# How Do You Keep Tools and Supplies Safe From Theft?



## admin (Jan 4, 2010)

View attachment 27274


What steps do you take to help prevent theft of your tools, supplies, and equipment?


----------



## embella plaster (Sep 21, 2013)

Cctv covers my house and locals know i have some bad family who do really bad things for money so dont bother :thumbup:


----------



## chris (Apr 13, 2011)

Cricket said:


> View attachment 27274
> 
> 
> What steps do you take to help prevent theft of your tools, supplies, and equipment?


 Treat people right and hope that good karma works cause if someone wants to burn you it wont matter what you do !:thumbsup:


----------



## loudcry184 (Jan 26, 2014)

I clean what I am done with and stick the others in the corner of a closet nearest to the door so people can't see them when they look in it from outside the door.


----------



## gazman (Apr 29, 2011)

I take all tools home every night, and leave a minimum amount of material on site.


----------



## embella plaster (Sep 21, 2013)

gazman said:


> I take all tools home every night, and leave a minimum amount of material on site.

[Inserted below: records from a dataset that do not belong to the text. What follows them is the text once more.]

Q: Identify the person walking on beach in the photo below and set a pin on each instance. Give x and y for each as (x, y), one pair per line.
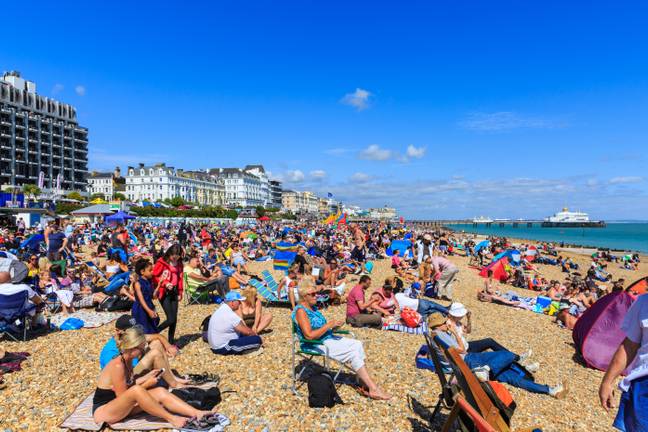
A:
(632, 415)
(444, 271)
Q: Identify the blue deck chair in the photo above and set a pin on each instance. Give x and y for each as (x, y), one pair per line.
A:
(309, 349)
(15, 307)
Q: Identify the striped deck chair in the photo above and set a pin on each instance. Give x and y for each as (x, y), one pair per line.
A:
(272, 284)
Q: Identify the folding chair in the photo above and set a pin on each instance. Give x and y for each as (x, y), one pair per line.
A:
(476, 398)
(194, 294)
(309, 349)
(15, 307)
(449, 388)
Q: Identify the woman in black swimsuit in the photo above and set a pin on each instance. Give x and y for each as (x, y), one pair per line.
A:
(118, 394)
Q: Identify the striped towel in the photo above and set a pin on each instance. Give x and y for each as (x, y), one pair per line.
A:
(421, 329)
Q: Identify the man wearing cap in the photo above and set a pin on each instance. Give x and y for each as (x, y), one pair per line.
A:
(445, 271)
(497, 364)
(227, 333)
(156, 357)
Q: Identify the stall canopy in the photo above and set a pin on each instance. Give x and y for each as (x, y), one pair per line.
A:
(119, 217)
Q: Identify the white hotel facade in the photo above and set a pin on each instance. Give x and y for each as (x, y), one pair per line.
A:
(159, 182)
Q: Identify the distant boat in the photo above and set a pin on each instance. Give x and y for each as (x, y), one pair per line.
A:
(569, 219)
(482, 219)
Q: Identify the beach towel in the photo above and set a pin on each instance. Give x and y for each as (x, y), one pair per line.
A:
(91, 319)
(421, 329)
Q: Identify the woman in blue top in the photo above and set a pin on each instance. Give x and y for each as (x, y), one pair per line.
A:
(143, 309)
(311, 324)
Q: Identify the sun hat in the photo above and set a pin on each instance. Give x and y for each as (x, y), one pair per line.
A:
(457, 310)
(125, 322)
(233, 296)
(436, 320)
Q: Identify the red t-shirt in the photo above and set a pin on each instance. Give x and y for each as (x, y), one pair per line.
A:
(355, 295)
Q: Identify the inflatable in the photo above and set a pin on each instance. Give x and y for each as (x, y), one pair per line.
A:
(597, 333)
(499, 270)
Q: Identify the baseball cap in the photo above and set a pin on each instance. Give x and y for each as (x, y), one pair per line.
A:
(233, 296)
(435, 320)
(125, 322)
(457, 310)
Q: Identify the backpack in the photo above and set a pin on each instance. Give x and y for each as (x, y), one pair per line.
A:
(201, 399)
(322, 392)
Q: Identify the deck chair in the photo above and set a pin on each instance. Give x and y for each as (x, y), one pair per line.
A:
(309, 349)
(449, 388)
(15, 307)
(194, 294)
(476, 398)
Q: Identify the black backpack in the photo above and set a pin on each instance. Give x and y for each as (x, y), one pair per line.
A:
(201, 399)
(322, 392)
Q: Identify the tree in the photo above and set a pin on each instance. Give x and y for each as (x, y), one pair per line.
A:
(32, 191)
(75, 196)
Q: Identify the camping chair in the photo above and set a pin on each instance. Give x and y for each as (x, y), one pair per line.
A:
(475, 397)
(15, 307)
(449, 388)
(309, 349)
(194, 293)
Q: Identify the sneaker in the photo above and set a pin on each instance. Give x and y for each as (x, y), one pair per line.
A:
(482, 373)
(559, 391)
(525, 356)
(532, 367)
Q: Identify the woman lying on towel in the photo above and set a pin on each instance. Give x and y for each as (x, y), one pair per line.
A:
(119, 393)
(490, 295)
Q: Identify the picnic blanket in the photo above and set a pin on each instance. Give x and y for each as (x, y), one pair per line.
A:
(397, 326)
(81, 419)
(91, 319)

Ur up nice and early gaz i am sitting on site waiting till 6.30 am to start generator up


----------



## gazman (Apr 29, 2011)

Got a big day today, have to cornice and sand a house today on my own. At least the garage is done.


----------



## moore (Dec 2, 2010)

Tina and Tammy !!


----------



## MrWillys (Mar 10, 2014)

That's too much Rick. They must be union?


----------



## Mudstar (Feb 15, 2008)




----------



## Aussiecontractor (Oct 6, 2014)

Have a lock box for big jobs that we stay on over a month and lock tools in there...but that doesn't stop people I came to work a few months ago and some one had busted into it and stole my festoon plunge saw and drop saw 


Sent from my iPad using Tapatalk


----------



## cazna (Mar 28, 2010)

gazman said:


> I take all tools home every night, and leave a minimum amount of material on site.

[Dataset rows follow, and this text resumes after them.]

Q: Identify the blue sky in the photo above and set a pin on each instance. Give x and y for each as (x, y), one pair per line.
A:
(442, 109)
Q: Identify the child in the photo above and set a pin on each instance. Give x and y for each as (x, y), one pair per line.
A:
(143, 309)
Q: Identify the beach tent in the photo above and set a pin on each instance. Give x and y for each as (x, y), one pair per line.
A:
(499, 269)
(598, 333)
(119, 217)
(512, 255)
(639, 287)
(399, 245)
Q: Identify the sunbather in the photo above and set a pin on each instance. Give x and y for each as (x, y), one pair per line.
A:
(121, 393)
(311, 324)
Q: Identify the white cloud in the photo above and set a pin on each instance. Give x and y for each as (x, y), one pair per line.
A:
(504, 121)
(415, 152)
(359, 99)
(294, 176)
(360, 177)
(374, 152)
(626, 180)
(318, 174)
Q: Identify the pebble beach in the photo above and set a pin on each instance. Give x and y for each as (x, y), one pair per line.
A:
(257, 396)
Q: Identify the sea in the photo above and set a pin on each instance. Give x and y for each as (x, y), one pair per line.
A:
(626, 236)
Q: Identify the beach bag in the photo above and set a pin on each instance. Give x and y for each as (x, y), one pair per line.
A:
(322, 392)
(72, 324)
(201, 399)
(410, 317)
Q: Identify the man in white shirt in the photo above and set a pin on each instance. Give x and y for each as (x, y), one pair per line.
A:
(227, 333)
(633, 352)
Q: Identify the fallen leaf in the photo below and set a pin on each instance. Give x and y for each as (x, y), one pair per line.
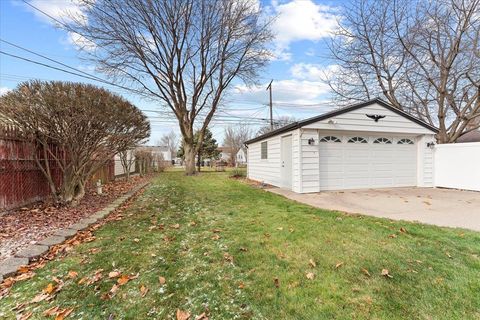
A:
(228, 257)
(25, 316)
(123, 279)
(365, 271)
(182, 315)
(202, 316)
(143, 291)
(50, 311)
(276, 282)
(63, 314)
(50, 288)
(386, 273)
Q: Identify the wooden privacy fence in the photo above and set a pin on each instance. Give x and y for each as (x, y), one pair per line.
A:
(21, 181)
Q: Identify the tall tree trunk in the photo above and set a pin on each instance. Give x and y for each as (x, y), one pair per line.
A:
(189, 153)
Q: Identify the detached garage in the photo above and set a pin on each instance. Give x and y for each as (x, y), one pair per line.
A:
(367, 145)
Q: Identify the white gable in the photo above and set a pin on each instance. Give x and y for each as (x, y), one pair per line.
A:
(357, 120)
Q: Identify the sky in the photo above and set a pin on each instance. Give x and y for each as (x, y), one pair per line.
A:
(302, 29)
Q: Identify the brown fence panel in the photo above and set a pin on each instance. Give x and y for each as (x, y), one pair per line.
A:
(21, 181)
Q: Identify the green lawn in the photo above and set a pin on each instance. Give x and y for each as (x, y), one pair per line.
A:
(221, 244)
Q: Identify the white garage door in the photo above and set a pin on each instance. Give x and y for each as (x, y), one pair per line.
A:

 So do I, Tool check end of each day and it comes home with me.


----------



## embella plaster (Sep 21, 2013)

moore said:


> Tina and Tammy !!


Love your pet cows bro


----------



## endo_alley (Nov 2, 2013)

How Do You Keep Tools and Supplies Safe From Theft? Keep them away from my own guys for a starter.


----------



## Shelwyn (Apr 10, 2015)

You just need to judge the job site. Some nf the job sites we work on are fairly safe the entire area has cctv coverage and cars patrol all the time. Sure anyone who wants to csn steal but it's mostly ok. Other sites you just have to be careful always take anything of immediate value likedrills and hand tools like impact drills. Take the stabila levels every day. If your afraid of theft of stilts you put a chain and lock on them. It's just a deterrent most crews have the tools to cut through chains but it makes you feel better. You can take everything home every day but it takes so much time and effort at the end of the day.


----------



## HomeDrywall&Painting (Oct 4, 2018)

I do have a bad habit of leaving tools in the car - might not be too bad but could be broken into. Otherwise, my garage is pretty secure plus cameras around. I do know a family whose garage was broken into recently and all they took were... you guessed it... tools and fishing rods.


----------